Beating on its jaws with his paws had no effect; even in its decrepitude, the big splice was still awesome. Limping from a missing leg, the dung beetle carried Coney off.

When it reached an appropriate patch of bare earth, the dung beetle began to dig. Once it had excavated a deep hole, it placed Coney in it.

Coney dared not stir, unsure of how the beetle’s damaged wetware would treat a moving corpse.

With instinctive efficiency, the beetle covered Coney up.

Then, in a scratchy growl, it began to recite the Syncretic Church’s last rites:

“Our Jah who art in Allah’s Nirvana, hallowed be Her name.…”

 

* * *

 

It was rather pleasant to lie buried under the loose friable soil after the Snowy military beetle had left. For the moment, enough air filtered through and Coney was safe from harm.

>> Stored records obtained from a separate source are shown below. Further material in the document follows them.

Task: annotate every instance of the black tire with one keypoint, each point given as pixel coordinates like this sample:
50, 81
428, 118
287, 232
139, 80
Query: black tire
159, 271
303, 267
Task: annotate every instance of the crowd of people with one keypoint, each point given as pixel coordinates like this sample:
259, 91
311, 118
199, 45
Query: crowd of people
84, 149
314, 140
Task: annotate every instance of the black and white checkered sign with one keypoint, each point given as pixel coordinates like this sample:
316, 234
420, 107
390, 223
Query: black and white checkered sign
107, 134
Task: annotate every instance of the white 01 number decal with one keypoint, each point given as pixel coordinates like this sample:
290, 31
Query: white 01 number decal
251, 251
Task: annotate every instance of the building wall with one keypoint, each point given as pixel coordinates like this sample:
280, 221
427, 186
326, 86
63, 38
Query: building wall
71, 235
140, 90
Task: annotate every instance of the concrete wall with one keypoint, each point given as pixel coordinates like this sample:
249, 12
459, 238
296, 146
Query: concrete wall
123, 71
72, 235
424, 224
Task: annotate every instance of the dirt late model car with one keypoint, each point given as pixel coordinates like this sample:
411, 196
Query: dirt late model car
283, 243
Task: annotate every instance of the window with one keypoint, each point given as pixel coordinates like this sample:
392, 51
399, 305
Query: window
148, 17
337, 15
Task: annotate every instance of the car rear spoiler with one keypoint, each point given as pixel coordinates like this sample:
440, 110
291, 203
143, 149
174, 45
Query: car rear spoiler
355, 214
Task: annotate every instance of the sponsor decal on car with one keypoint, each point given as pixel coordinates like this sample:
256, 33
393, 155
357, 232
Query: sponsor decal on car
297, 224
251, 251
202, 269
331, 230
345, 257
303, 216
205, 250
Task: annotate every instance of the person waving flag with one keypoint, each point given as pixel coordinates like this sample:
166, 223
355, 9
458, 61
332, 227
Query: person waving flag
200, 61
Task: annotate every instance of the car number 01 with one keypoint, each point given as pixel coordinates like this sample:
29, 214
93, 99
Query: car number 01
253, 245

Ancestral memories of warm musty burrows thronged pleasantly through his brain.

Why had splices ever been created? Their life was only endless suffering, all at human behest. Wouldn’t it have been better to remain a dumb brute than to be granted just enough feeling and intelligence to realize how miserable one’s situation was?

It was almost enough to make a loyal splice side with that mad transgenic, Krazy Kat, and his crew. If only the legendary splice would show himself again. Could the rumors of his death really be true? …

Voices penetrated to Coney’s grave.

“What’cha think the Snowy found, Art?”

“Can’t say till we dig it up, Ick. Can’t say.”

Coney pressed his back into the earth, desperately willing himself to sink into the ground.

Soil began to be scraped aside.

Pushing up, gathering his legs beneath him, Coney burst forth in an explosion of clods.

He staggered, found his feet, began to run—

Something sharp lanced his back.

Instant paralysis!

Coney dropped like a smartbomb from a scramjet.

Lying on his side, his mind racing, his body transformed into that of a Minitel poupee viande, Coney watched two pairs of bare feet approach. One pair belonged to a big human; the other belonged to a child, or dwarf, and seemed barely to touch the ground.

Hands lifted Coney up.

He saw his captors.

The big one was seemingly a baseline human, save for one appendage: a long, flexible, jointed scorpion’s tail arching over his shoulder, a drop of venom still glistening at its sharp tip.

The other, smaller one was equipped with fluttering wasp wings sprouting from his shoulders and a stinger emerging from his coccyx.